10. The idea that we must have certain and perfect control over things—instead of the idea that the world is full of probability and chance and that we can still enjoy life despite this.

11. The idea that human happiness can be achieved by inertia and inaction—instead of the idea that we tend to be happiest when we are vitally absorbed in creative pursuits or when we are devoting ourselves to people or projects outside ourselves.

12. The idea that we have virtually no control over our emotions and that we cannot help feeling disturbed about things—instead of the idea that we have real control over our destructive emotions if we choose to work at changing the musturbatory hypotheses we often use to create them.

Beck and Cognitive Therapy

Beck (1976) similarly posited that much of emotional distress is due to problematic and inflexible ways of thinking. Consequently, even if individuals elicited positive reinforcement from their environment, cognitive biases would prevent them from benefiting emotionally from the reinforcement.2 Also, negative beliefs are hypothesized to interfere with behaviors that would otherwise elicit positive reinforcement or produce behaviors that lead to negative consequences. This is most evident in depression, where, for example, negative thoughts about the self may lead to negative self-talk in interactions with others. Such negative self-talk may be experienced as aversive by others, who therefore avoid the speaker in the future. The resultant social isolation then contributes to further depression, but it is important to note, the isolation is generated in the first place by negative thinking. Negative beliefs are hypothesized to derive from genetic predispositions, modeling of cognitive style by primary care givers, and adverse life events.

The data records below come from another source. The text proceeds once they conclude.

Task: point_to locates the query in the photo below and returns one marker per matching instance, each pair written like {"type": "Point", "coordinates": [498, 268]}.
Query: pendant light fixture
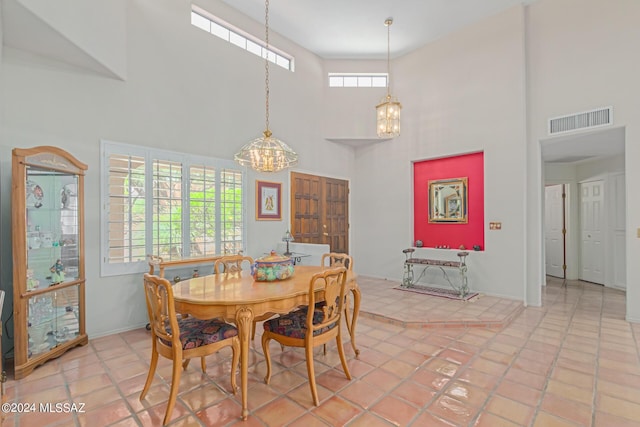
{"type": "Point", "coordinates": [388, 111]}
{"type": "Point", "coordinates": [266, 153]}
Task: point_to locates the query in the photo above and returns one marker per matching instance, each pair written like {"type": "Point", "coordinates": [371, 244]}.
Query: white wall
{"type": "Point", "coordinates": [464, 93]}
{"type": "Point", "coordinates": [185, 90]}
{"type": "Point", "coordinates": [489, 87]}
{"type": "Point", "coordinates": [580, 56]}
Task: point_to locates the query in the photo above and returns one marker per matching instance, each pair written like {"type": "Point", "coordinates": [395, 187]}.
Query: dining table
{"type": "Point", "coordinates": [239, 299]}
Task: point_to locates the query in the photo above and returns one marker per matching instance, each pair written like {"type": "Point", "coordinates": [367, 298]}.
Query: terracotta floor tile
{"type": "Point", "coordinates": [89, 384]}
{"type": "Point", "coordinates": [308, 420]}
{"type": "Point", "coordinates": [603, 419]}
{"type": "Point", "coordinates": [453, 410]}
{"type": "Point", "coordinates": [369, 420]}
{"type": "Point", "coordinates": [527, 378]}
{"type": "Point", "coordinates": [364, 395]}
{"type": "Point", "coordinates": [544, 419]}
{"type": "Point", "coordinates": [621, 391]}
{"type": "Point", "coordinates": [519, 392]}
{"type": "Point", "coordinates": [430, 379]}
{"type": "Point", "coordinates": [479, 379]}
{"type": "Point", "coordinates": [540, 368]}
{"type": "Point", "coordinates": [442, 366]}
{"type": "Point", "coordinates": [620, 407]}
{"type": "Point", "coordinates": [490, 420]}
{"type": "Point", "coordinates": [570, 376]}
{"type": "Point", "coordinates": [276, 413]}
{"type": "Point", "coordinates": [399, 368]}
{"type": "Point", "coordinates": [381, 379]}
{"type": "Point", "coordinates": [337, 411]}
{"type": "Point", "coordinates": [566, 409]}
{"type": "Point", "coordinates": [571, 392]}
{"type": "Point", "coordinates": [414, 393]}
{"type": "Point", "coordinates": [202, 397]}
{"type": "Point", "coordinates": [105, 415]}
{"type": "Point", "coordinates": [510, 410]}
{"type": "Point", "coordinates": [467, 393]}
{"type": "Point", "coordinates": [394, 410]}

Also, negative thoughts are believed to remain dormant until activated by negative mood states or stressful life events, particularly those that match the content of the negative beliefs. Beck’s approach has evolved considerably over time. Indeed, one of the criticisms has been its changing nature, in that terms are replaced by new terms or the same terms are used to reflect different concepts. In its more recent forms, the approach uses a computer-based model of information processing. As Beck (2005) himself noted,

Simply stated, the cognitive model of psychopathology stipulates that the processing of external events or internal stimuli is biased and therefore systematically distorts the individual’s construction of his or her experiences, leading to a variety of cognitive errors (e.g., overgeneralization, selective abstraction, and personalization). Underlying these distorted interpretations are dysfunctional beliefs incorporated into relatively enduring cognitive structures or schemas. When these schemas are activated by external events, drugs, or endocrine factors, they tend to bias the information processing and produce the typical cognitive content of a specific disorder. (p. 953)

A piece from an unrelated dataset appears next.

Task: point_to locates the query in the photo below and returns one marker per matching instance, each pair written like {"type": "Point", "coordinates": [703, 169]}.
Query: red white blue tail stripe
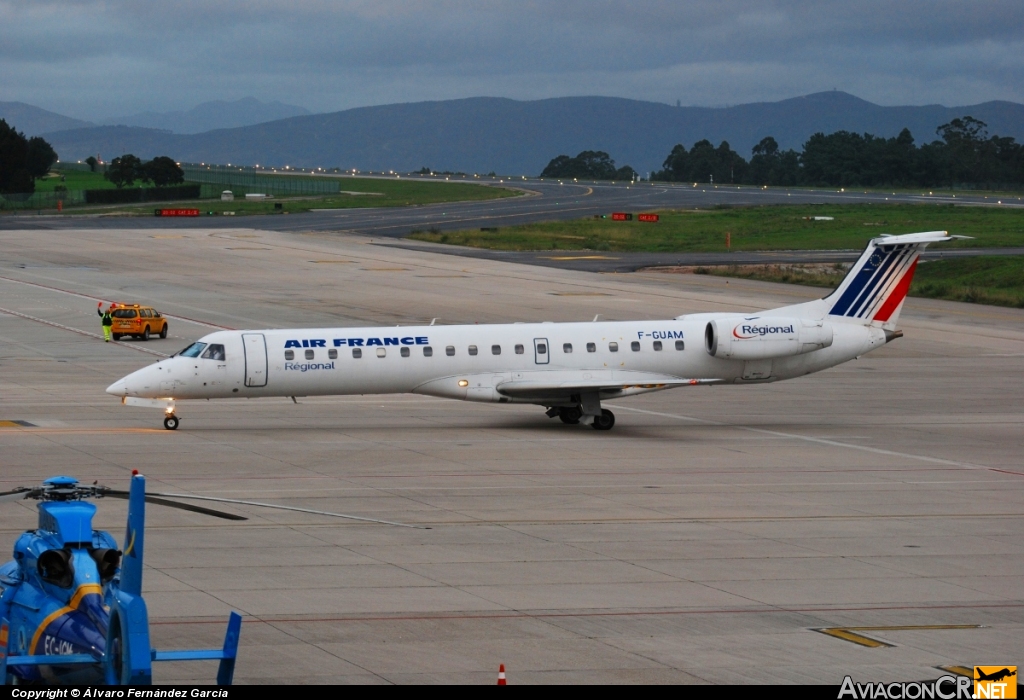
{"type": "Point", "coordinates": [879, 282]}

D. A. Clark, Beck, and Alford (1999) outlined 11 basic assumptions of Beck’s cognitive information processing model:

 1. The capacity to form cognitive representations of the self and the environment is central to human adaptation and survival. Other terms used interchangeably with cognitive representations are meaning structures and schemas (the latter term is used herein). A schema is conceptualized as an internal model of the self and the world that is used to perceive, code, and recall information. Schemas are adaptive to the degree that they facilitate the processing of the extensive amount of information we encounter in daily life. However, as social and cognitive psychologists have noted for some time, the need for efficiency results in natural biases toward encoding and retrieving information that is consistent with a schema at the cost of information that is inconsistent. Such biases are believed to contribute to the persistence of schemas over time.

 2. Human information processing is presumed to occur at different levels of consciousness extending from the preconscious, unintentional automatic level to the highly effortful, elaborative conscious level. In cognitive therapy, conscious appraisals are viewed as a valid data point.

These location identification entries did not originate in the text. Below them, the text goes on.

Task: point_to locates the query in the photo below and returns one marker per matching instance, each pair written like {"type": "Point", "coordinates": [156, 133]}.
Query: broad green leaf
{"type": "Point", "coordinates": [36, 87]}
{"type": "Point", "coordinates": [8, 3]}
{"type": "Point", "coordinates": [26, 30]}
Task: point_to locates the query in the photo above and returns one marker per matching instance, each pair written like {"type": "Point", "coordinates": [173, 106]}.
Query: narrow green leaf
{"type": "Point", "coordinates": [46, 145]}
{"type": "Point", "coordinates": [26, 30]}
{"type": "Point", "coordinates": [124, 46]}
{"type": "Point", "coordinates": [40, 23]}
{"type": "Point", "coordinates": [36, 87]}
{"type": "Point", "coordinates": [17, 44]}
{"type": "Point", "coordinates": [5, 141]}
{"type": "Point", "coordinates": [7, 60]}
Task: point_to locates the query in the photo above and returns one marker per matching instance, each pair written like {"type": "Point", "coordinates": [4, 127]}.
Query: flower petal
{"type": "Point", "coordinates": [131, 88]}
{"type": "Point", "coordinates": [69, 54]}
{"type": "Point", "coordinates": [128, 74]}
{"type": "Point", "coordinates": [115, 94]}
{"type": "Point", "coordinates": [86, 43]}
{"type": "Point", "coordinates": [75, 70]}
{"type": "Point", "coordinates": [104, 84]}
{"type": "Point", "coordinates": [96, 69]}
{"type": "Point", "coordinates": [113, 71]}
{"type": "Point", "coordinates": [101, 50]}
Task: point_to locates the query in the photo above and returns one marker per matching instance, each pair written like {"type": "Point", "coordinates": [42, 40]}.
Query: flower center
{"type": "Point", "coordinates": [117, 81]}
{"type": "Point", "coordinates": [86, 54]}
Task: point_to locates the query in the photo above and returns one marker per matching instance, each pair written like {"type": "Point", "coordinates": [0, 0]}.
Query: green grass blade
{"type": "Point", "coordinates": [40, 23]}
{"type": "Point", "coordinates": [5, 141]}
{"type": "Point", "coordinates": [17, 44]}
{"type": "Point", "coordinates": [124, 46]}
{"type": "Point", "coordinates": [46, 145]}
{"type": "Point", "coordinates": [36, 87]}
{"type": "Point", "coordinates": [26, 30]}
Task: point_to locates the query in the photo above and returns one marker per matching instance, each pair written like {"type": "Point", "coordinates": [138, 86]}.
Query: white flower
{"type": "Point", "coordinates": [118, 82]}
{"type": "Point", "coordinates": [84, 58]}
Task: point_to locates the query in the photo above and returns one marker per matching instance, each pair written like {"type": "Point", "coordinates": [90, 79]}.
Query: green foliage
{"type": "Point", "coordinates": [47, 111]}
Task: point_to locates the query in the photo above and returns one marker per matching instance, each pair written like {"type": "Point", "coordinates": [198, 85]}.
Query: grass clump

 3. A basic function of information processing is the personal construction of reality, as represented in schemas, but in contrast to constructivism, which denies an objective reality, Beck’s cognitive theory and therapy subscribes to a dual existence involving both an objective reality and a personal, subjective phenomenological reality.

 4. Information processing serves as a guiding principle for the emotional, behavioral, and physiological components of human experience. Also, each affective state and psychological disorder has its own specific cognitive profile (i.e., cognitive content specificity), and the cognitive content determines the type of emotional experience or psychological disturbance that is experienced. Thus, depression and sadness involve appraisals of loss or failure, happiness involves thoughts of personal gain, anxiety and fear involve evaluations of threats or danger, and anger involves appraisals of assault or transgression on one’s personal domain. Furthermore, some schemas are core in that they are related to the basic sense of identity or self, whereas others are peripheral. The core schema in depression, for example, pertains to self-worth as defined by either interpersonal relations (sociotropy) or autonomous achievement (autonomy); sociotropic individuals would be more likely to become depressed in interpersonal rejection situations, whereas personal achievement stressors would be more relevant to individuals high on autonomy. Core schemas are heavily influenced not only by distortions in information processing and lack of attention to information that has disconfirmatory power but also by behaviors that confirm the schemas. As an example, the behavior for someone whose schema is of being unlovable may take the form of neediness, and such neediness may alienate others, which in turn confirms the schema of being unlovable.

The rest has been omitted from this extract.